I looked down at her smiling face. “I—no, of course…” I said, still confused at what had just happened.


Just then I saw somebody coming from the end of the corridor, and I took a quick step back from Françoise. I said, “Congratulations on the bout and the deal; of course I have no doubt at all that you will win. Rosalie’s just arrived with the papers you’ve asked her to bring, as well as a change of clothes for you. It’s inside your suite.”


Without waiting for her reply, I went off, passing Victor de Girodelle as he came toward us. No doubt he had come to offer his congratulations to Françoise. He had also nearly stumbled upon a scene which, if carried on for a second longer, may prove to be my undoing.


After all this time, after all my noble promises of never touching her again, I would not have known what I’d do to Françoise if Girodelle had not come along just then.




More Author’s Notes: The scene with Francoise/Oscar leaning her head on André’s shoulder is lifted from the manga, just after winning the duel with Alain. Sadly there is no equivalent in the anime.

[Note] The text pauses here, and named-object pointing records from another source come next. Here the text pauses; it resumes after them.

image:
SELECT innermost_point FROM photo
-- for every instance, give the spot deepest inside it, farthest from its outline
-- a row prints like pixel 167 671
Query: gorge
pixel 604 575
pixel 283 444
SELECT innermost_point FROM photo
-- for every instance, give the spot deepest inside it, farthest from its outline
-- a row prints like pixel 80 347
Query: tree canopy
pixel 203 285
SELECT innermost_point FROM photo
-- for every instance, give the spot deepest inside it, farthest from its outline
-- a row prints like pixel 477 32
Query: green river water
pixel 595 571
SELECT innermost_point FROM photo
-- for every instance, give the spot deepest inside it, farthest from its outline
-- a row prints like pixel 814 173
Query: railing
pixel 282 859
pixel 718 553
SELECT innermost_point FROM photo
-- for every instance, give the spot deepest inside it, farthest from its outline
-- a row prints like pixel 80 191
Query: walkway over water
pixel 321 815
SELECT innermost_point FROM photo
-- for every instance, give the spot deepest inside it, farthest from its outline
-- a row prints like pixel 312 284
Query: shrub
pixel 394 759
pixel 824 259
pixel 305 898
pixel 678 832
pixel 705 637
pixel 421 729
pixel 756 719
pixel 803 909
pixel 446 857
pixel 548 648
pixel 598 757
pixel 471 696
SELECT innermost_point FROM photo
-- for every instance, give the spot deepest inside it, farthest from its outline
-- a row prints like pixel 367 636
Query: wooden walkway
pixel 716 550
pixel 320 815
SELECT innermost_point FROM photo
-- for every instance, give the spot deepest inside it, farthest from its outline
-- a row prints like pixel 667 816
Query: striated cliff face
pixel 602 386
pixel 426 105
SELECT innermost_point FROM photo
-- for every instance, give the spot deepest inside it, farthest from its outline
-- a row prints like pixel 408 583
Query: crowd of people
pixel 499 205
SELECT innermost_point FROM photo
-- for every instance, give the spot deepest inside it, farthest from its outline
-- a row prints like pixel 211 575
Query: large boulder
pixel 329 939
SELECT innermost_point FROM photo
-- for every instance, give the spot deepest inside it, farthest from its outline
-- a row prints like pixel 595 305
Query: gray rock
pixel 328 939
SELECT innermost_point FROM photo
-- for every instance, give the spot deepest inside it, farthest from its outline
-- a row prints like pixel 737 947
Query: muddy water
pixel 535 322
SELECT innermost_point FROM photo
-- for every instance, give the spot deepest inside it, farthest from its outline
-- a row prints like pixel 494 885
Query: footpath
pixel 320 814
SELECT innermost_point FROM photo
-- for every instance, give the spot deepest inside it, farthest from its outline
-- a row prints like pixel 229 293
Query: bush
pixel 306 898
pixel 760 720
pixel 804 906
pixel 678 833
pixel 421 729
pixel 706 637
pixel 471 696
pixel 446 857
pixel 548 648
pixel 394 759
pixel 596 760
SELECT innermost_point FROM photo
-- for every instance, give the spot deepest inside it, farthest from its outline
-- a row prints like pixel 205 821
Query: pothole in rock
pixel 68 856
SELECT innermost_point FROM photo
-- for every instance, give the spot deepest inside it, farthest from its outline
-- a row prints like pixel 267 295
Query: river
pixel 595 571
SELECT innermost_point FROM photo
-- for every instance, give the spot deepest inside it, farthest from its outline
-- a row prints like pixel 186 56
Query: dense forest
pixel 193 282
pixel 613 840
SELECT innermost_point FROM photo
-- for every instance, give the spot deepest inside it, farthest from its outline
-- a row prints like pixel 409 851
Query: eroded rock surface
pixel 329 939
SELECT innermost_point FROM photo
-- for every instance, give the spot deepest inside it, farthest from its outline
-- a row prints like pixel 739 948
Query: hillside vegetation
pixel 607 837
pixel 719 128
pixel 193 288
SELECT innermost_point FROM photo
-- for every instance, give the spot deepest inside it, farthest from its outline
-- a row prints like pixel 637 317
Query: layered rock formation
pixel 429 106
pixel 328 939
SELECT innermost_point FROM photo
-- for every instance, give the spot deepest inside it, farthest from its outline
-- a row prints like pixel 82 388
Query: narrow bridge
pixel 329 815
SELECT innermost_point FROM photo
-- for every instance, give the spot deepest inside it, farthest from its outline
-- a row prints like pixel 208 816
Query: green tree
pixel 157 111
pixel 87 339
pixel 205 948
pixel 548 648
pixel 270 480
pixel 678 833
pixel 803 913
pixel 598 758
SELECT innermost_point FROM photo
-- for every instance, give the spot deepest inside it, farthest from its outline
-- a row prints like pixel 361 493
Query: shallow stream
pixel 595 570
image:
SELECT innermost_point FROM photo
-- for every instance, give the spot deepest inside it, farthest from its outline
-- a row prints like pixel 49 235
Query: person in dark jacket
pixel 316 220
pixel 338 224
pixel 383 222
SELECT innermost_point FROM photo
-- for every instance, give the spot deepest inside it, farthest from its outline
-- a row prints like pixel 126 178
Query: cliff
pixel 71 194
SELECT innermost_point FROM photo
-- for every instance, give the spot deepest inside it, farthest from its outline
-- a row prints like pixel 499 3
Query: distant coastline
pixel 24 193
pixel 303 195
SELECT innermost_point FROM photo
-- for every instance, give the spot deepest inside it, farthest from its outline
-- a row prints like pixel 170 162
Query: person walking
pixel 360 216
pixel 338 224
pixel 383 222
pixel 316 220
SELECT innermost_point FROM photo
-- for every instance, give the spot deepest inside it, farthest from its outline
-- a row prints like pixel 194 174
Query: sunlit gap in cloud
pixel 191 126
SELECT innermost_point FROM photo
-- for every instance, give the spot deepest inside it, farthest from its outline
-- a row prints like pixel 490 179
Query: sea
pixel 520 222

*Rabullione—the “meddler” or “disrupter”—was Napoleon Bonaparte’s childhood nickname.


Trocadéro, known for its chic residences and restaurants, is just a stone’s throw away from the Eiffel Tower in Paris.





Definition of Terms:


Attack  - The initial offensive action made be extending the sword arm and continuously threatening the valid target of the opponent.



Ballestra  - A very rapid attack made by a jump-forward and lunge. This attack can cover a great deal of distance in a small amount of time if executed properly. Executed improperly, it can look very silly and leave the attacker wide open to counter-attacks. ‘Ballestra’ is the French term for a cross-bow bolt.  


Epée - A fencing weapon with triangular cross-section blade and a large bell guard; the use of a particular sword also dictates the valid targets of the body where hits or touches can be counted to score points. In using the epée, virtually every part of the body can be hit to score a point.


Piste – the term for the strip where fencing takes place, measuring between 1.5 and 2 meters wide, and 14 meters long.


Parry  - A simple defensive action designed to deflect an attack, performed with the forte of the blade.